Wednesday, 3 September 2008
RockNRolla: The Review
Guy Ritchie has cut rather a sad figure in recent years. The hot young director who Madonna first met in Sting’s country mansion, and then married, has failed to live up to his early promise. His last film Swept Away was a straight-to-video disaster, even though it featured Madonna herself. It’s unlikely she has forgiven him for it.
Ritchie has made no bones about RockNRolla – he’s taken the wheels off his first film Lock, Stock and Two Smoking Barrels and fitted them to more-or-less the same vehicle. Just days before the premiere the film in London, England, there's talk of those self-same wheels coming off already. The chief operating officer of Warner Bros poured scorn on its commercial viability and authorized what is effectively an arthouse, limited release across the USA.
The story is vintage Ritchie – London East End gangster Lenny Cole (Tom Wilkinson) tries to do a deal with a Russian oligarch Uri (Czech actor Karel Roden as an uncanny Roman Abramovich lookalike) who operates on a criminal level old-fashioned Lenny can barely understand. At the same time Lenny’s reviled stepson goes missing, a crack-headed rockstar with a death-wish, and the Russian oligarch’s ‘lucky painting’ is stolen.
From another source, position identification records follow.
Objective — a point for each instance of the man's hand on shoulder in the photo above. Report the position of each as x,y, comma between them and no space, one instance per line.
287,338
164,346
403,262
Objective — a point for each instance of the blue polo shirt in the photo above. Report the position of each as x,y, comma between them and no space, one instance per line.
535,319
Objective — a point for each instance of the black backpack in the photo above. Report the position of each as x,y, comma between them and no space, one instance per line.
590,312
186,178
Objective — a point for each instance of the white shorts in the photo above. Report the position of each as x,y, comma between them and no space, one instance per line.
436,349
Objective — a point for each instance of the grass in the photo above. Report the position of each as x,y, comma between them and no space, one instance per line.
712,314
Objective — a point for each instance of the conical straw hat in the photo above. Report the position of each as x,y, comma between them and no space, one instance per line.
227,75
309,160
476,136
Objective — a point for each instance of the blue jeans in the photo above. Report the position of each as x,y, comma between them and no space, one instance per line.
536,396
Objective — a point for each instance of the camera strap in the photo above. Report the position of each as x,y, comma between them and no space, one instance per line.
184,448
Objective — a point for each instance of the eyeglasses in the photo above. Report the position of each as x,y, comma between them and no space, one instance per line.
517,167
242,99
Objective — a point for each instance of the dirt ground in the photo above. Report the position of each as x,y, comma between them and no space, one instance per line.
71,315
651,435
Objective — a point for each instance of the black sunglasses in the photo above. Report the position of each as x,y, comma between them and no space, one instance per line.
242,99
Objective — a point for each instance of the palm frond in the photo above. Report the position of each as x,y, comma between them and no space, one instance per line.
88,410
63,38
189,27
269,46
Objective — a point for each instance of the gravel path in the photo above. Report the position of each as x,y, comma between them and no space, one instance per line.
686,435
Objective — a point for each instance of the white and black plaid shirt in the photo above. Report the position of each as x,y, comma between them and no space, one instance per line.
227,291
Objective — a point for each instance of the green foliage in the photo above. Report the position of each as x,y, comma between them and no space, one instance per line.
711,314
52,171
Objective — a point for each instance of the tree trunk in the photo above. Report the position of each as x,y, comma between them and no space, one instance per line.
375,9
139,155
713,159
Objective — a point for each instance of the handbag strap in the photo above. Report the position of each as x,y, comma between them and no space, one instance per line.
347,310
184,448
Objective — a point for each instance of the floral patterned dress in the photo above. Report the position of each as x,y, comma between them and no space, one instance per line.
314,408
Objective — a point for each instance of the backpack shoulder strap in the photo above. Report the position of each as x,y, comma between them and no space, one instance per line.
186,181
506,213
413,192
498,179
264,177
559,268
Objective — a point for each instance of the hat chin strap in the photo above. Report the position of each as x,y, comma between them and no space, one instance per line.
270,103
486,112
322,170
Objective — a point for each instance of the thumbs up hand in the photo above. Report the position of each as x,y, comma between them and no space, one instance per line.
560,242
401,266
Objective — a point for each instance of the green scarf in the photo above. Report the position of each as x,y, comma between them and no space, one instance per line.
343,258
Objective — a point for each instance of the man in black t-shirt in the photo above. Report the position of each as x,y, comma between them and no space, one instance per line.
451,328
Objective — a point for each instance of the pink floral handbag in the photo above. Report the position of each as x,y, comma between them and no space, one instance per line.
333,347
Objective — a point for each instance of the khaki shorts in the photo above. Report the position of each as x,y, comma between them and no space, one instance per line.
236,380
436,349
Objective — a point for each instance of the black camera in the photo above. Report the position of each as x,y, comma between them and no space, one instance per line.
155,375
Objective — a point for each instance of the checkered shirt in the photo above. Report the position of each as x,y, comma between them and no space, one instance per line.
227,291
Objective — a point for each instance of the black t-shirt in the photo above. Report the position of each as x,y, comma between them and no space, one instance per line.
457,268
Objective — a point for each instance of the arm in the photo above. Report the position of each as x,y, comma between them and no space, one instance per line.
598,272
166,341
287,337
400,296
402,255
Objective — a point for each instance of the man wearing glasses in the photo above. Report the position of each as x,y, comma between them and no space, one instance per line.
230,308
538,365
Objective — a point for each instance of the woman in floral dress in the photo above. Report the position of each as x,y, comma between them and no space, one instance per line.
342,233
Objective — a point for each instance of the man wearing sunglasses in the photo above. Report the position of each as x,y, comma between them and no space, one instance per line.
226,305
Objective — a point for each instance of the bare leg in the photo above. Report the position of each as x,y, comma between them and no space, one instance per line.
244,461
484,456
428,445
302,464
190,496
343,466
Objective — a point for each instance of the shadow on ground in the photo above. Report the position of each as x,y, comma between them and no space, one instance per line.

Drawing all these strands together is the story of ordinary low-level criminals One Two (Gerard Butler) and Handsome Bob (Tom Hardy) who are wheeling and dealing around these much bigger fish. Then there’s Stella played by Thandie Newton, who is Uri’s ‘accountant’. She’s playing a dangerous and double game.
Though Ritchie is often thought of as an inferior kind of Quentin Tarantino, he’s actually very careful not to show gruesome violence, even though he has Tarantino’s love of fast edits (which Tarantino in turn ripped off from Hong Kong directors such as Tsui Hark).
In fact Ritchie take almost all of his cues from The Godfather and The Long Good Friday; the trouble in the intercut scenes work well as the finale of Godfather II, but Ritchie does it all the way through. It’s exhausting, like ADD writ large.
Acting wise Tom Wilkinson as the grotesque cockney crook is supremely menacing, quite jowl-shakingly bald and brilliant. Thandie Newton does a kind of wooden sexy girl thing and doesn’t exactly extend her range. Everyone else is interchangeable.
The script (by Ritchie) is by-the-numbers where people ‘shake like cocktails’ and ‘sweat like semtex’. You can sense Ritchie probably thinking these are brilliant lines. They sound like a succession of little pats on the back. But they aren’t brilliant. They’re tired and lazy. As is the predictable sound-track. Everything about it is out-of-date and out-of-touch.
Described by some as a return to form - but the form in question wasn't that good in the first place.